He halted no more until the great valley of the Hawkesbury lay before him, with again comparatively ancient settlement, composed of massively constructed houses, and even boasting—wonder of wonders—in this strange new land, of—ruins! Yes; memorials of the past were there! of an epoch when the easily acquired fortunes of the military, or other notables of the day, had been devoted to the erection of mansions more in accordance with their British recollections than with the circumstances of the colony, or indeed with their regular incomes. Studding the wide fertile meadows were farmhouses of all grades of architecture and pretension. Enormous fields of maize, in spite of the untoward rainless season, told of the unsurpassed richness of a region which, after more than half a century’s ceaseless cropping, maintained its fertility.

It so happened that the first two or three individuals who encountered Mr. Neuchamp as he pursued his way along the uniform high road, which led through the flat, somewhat Flemish-looking district, were men of unusual height, breadth, and solidity. Beyond the quick but observant glance habitual to him, our traveller exhibited no surprise at what he took to be exceptional individuals accidentally met. But after several miles’ travelling and a repetition of inhabitants of the same vast stature, he commenced to realise the fact that he had come upon a human family of near relationship to the Anakim.

He then remembered some jesting remarks of Mr. Frankston, in which, for the purpose of pointing to some anecdote of entertaining, if not wholly instructive tendency, he had said ‘as big and as slow as a Hawkesbury man,’ or words to that effect.

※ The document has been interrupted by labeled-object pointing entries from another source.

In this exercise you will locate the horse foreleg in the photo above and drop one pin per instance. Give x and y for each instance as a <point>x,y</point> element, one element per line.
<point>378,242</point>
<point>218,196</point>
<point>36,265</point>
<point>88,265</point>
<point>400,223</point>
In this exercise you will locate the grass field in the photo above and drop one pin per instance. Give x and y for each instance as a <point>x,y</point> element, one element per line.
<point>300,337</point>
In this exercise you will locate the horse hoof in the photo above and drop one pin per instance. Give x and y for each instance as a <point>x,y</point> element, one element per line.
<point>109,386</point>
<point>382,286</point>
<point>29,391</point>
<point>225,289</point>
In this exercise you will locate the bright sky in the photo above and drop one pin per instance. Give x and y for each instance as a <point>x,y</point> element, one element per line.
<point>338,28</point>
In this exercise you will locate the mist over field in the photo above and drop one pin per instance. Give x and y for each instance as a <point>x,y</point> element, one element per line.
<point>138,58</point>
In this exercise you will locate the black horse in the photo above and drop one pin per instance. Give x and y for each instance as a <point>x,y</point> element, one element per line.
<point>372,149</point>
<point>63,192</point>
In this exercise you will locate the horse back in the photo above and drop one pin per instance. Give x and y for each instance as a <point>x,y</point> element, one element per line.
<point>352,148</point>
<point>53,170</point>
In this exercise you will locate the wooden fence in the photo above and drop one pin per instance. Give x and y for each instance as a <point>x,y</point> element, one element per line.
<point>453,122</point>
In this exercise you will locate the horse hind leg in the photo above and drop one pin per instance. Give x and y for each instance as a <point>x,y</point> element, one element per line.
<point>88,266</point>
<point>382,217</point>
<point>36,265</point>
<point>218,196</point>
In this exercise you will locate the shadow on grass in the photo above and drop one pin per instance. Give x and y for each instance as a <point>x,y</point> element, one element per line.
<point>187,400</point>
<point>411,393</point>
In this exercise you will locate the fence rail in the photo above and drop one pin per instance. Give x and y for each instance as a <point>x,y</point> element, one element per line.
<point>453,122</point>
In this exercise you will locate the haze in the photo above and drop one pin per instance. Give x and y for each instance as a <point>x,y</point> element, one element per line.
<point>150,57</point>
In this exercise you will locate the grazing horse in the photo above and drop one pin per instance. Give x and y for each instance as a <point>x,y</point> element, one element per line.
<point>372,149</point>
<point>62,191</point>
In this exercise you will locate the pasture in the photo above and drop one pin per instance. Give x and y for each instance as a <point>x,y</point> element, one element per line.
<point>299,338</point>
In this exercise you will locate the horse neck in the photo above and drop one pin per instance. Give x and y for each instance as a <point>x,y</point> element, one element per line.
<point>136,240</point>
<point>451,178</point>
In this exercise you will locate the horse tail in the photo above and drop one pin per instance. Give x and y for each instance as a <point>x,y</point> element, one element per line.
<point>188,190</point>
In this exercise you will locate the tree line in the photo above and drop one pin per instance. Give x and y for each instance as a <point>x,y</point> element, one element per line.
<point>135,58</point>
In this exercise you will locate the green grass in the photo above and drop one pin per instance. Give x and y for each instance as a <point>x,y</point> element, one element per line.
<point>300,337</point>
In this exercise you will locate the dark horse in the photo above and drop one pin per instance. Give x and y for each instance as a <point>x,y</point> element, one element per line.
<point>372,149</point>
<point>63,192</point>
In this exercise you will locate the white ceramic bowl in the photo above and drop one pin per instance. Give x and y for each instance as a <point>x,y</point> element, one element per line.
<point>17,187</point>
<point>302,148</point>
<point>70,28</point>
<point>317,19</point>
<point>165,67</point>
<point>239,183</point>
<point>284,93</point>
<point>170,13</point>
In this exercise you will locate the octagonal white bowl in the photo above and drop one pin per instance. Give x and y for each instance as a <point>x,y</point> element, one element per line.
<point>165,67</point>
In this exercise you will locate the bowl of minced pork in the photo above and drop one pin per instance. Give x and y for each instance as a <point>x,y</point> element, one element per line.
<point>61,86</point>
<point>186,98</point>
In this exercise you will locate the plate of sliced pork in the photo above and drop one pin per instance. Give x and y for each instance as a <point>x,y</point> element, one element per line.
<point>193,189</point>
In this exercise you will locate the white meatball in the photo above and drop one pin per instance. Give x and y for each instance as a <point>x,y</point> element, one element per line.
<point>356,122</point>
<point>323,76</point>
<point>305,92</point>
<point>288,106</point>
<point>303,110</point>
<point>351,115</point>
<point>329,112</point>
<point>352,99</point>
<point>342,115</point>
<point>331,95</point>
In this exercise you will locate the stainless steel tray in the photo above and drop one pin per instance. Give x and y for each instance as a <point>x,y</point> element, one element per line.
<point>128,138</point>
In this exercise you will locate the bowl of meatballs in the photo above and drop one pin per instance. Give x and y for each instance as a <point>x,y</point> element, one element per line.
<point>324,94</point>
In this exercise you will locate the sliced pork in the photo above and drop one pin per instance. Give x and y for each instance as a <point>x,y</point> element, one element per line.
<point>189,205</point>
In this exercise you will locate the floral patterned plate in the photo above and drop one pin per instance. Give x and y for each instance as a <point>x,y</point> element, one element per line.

‘Here, then,’ mused Ernest, after finally possessing himself of the fact, ‘you have the result of an agricultural population, located upon rich level country, with ample means of subsistence and an absence of anxiety about the morrow almost absolute. Nearly eighty years have passed since the parent-farmers of this community were settled upon these levels. In their descendants you have the true New Hollander, like his prototype, large, phlegmatic, slow-moving, unenterprising, but bearing within him the germs of valiant resistance to tyranny at need, of steadfast labour, of mighty engineering, of deathless struggles for political freedom!’

Having traversed this land of Goshen—evergreen and fertile oasis of the eucalyptus wilderness, not excepting its Platt Deutsch habit of periodical total immersion, Ernest halted upon an eminence which bore traces of having been artificially cleared. He gazed upon the broad winding river at his feet, the wide expanse of river, sharply contrasted with the savage heights and rugged ravines of the great mountain-chain which apparently barred all onward path.

He moved a short distance forward, attracted by the appearance of the remains of an edifice placed exactly upon the brow of the hill, and found himself among the ruins of a mansion of far more than ordinary pretensions.

Fire had destroyed much of the main building, but neglect and abandonment were visible in the dislodged pillars, broken steps, grass-grown courtyard, and roofless hall.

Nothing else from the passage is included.